È scoppiato a piangere, ha ammesso di averla uccisa rilasciando spontanee dichiarazioni. Le stesse spese dinnanzi alla polizia tedesca. “Ho ammazzato la mia fidanzata”. E poi, prima di tornare in cella, ha scelto di avvalersi della facoltà di non rispondere. L’interrogatorio di Filippo Turetta, programmato questa mattina nell’istituto penitenziario di Verona dove si trova detenuto, di fatto, non è mai cominciato. Zitto. Proprio come ha voluto zittire Giulia. Quel nastro adesivo acquistato online per tapparle la bocca potrebbe non essere solamente stato funzionale ad evitare che qualcuno potesse sentire le sue grida. Nella sua testa potrebbe averlo anche interpretato come un modo per ammutolirla. Per sempre. Anche idealmente. Questo per dire che le lacrime versate questa mattina in carcere di fronte al Gip di Venezia altro non rappresentano che lacrime di coccodrillo. Per non dire di peggio. Turetta, appena trasferito nel carcere, ha già avanzato tutta una serie di richieste che continuano ad evidenziare il suo disimpegno emotivo in tutta questa terribile vicenda. “Potrò studiare?”.

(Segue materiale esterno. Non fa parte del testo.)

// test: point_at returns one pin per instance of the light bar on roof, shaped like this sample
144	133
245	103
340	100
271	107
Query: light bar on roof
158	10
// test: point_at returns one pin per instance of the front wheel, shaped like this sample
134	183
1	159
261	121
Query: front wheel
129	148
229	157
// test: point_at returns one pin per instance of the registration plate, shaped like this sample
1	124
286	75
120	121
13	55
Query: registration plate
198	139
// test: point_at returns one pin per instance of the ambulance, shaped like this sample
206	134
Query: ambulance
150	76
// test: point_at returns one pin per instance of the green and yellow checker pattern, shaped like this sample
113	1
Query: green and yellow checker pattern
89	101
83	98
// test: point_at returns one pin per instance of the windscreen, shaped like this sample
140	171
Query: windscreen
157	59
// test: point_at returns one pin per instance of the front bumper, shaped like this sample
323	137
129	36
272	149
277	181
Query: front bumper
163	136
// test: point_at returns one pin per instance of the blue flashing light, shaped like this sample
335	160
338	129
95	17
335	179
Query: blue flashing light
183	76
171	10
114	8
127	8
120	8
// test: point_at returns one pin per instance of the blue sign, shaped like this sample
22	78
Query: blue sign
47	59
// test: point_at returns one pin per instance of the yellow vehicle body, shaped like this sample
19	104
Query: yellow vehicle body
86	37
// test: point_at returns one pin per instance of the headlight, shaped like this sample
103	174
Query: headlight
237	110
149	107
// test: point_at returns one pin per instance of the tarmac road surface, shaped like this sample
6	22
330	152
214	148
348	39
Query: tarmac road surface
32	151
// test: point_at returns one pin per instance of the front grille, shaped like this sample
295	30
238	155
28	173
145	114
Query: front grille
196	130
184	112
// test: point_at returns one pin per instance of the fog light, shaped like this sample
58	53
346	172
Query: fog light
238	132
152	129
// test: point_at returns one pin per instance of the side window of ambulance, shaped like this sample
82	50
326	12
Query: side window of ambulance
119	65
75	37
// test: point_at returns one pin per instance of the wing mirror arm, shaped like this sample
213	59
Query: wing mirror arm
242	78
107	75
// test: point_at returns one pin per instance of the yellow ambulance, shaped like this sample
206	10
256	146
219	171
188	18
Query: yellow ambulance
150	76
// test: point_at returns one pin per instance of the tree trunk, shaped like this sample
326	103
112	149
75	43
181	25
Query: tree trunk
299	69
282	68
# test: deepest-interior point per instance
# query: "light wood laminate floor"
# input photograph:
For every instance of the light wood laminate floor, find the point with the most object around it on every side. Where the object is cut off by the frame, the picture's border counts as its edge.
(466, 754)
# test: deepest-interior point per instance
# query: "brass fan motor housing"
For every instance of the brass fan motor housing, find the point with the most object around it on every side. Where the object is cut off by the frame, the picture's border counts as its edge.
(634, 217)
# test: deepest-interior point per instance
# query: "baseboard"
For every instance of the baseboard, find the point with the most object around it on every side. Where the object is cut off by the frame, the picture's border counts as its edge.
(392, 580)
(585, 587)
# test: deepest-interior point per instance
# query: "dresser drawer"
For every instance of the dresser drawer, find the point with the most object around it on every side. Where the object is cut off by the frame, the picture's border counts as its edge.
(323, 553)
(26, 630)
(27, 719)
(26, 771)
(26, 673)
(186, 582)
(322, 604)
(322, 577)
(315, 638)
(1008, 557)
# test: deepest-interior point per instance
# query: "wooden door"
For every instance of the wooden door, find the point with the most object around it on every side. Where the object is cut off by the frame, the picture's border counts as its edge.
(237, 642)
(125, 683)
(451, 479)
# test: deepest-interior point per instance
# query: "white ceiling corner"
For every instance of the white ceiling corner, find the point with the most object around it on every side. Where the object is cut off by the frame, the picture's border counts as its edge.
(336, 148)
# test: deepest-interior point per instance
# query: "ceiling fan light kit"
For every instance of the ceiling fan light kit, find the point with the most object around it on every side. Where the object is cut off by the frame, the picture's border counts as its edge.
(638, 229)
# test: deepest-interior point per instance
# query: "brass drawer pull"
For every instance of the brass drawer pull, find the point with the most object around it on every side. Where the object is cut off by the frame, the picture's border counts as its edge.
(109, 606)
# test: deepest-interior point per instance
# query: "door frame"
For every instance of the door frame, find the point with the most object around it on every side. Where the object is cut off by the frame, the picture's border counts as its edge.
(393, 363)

In sostanza, si preoccupa solamente di capire se gli verrà riconosciuta la possibilità di leggere così come di prendere ansiolitici per dormire. Anche per tali ragioni, e per questi comportamenti, i suoi pianti non hanno a che fare con il rimorso o con il pentimento. Ma con una sola presa di coscienza: il tempo che dovrà trascorrere dietro le sbarre. Filippo Turetta è perfettamente consapevole che lo aspettano anni di reclusione. Per questo sta cominciando ad organizzare la sua vita da detenuto. Secondo quanto è emerso, nei giorni appena trascorsi, sarebbe apparso tranquillo, avrebbe mangiato e chiesto di poter incontrare i suoi genitori. Un comportamento rassegnato di chi sapeva benissimo cosa volesse: uccidere Giulia. E lo voleva a qualunque prezzo. Anche a quello di trascorrere gli anni più belli della sua vita all’interno di un penitenziario. Perché ciò che davvero gli importava era cancellare chi aveva osato oscurarlo. Aveva provato in tutti i modi a riprendere il controllo su quella ex. Dunque, non essendoci riuscito con l’uso spietato dalla violenza psicologica che esercitava nei suoi confronti con le minacce di uccidersi, ha deciso che era lei a dover morire. In Germania, dopo essere stato fermato dalla polizia stradale una decina di giorni fa, aveva detto: “Ho ucciso la mia fidanzata”. Dove quell’aggettivo incarna alla perfezione il movente.
Turetta, dopo aver ucciso Giulia, è convinto di aver ripristinato il totale dominio su di lei. Giulia doveva essere sua. Meglio morta, che di qualcun altro. Meglio morta, che un passo avanti a lui. Anche al prezzo di sacrificare la libertà. Filippo Turetta aveva chiaro come avrebbe dovuto agire. Aveva con sé denaro contante per imbastire una fuga poi durata 1000 km. Eppure, la sera in cui ha ucciso Giulia, ha lasciato che fosse lei a pagare la cena. La sua ultima cena. Giulia non poteva certamente avere l’attrezzattura emotiva per comprendere di essere finita in una relazione non solo tossica. Ma anche potenzialmente distruttiva. Lei, che è stata condannata ad un ergastolo senza appelli. E lui che dal carcere chiede di poter vedere i genitori, di studiare. Insomma, rivendica la possibilità di andare avanti nella sua vita. Certo, con modalità del tutto diverse da quelle di un ragazzo con la sua età, ma sicuramente preventivate quando ha maturato la decisione di eliminare Giulia. Che, visto l’epilogo, non avrà nessuna chance di proseguire nel cammino chiamato vita. Lei che aveva ventidue anni e aveva solo voglia di vivere.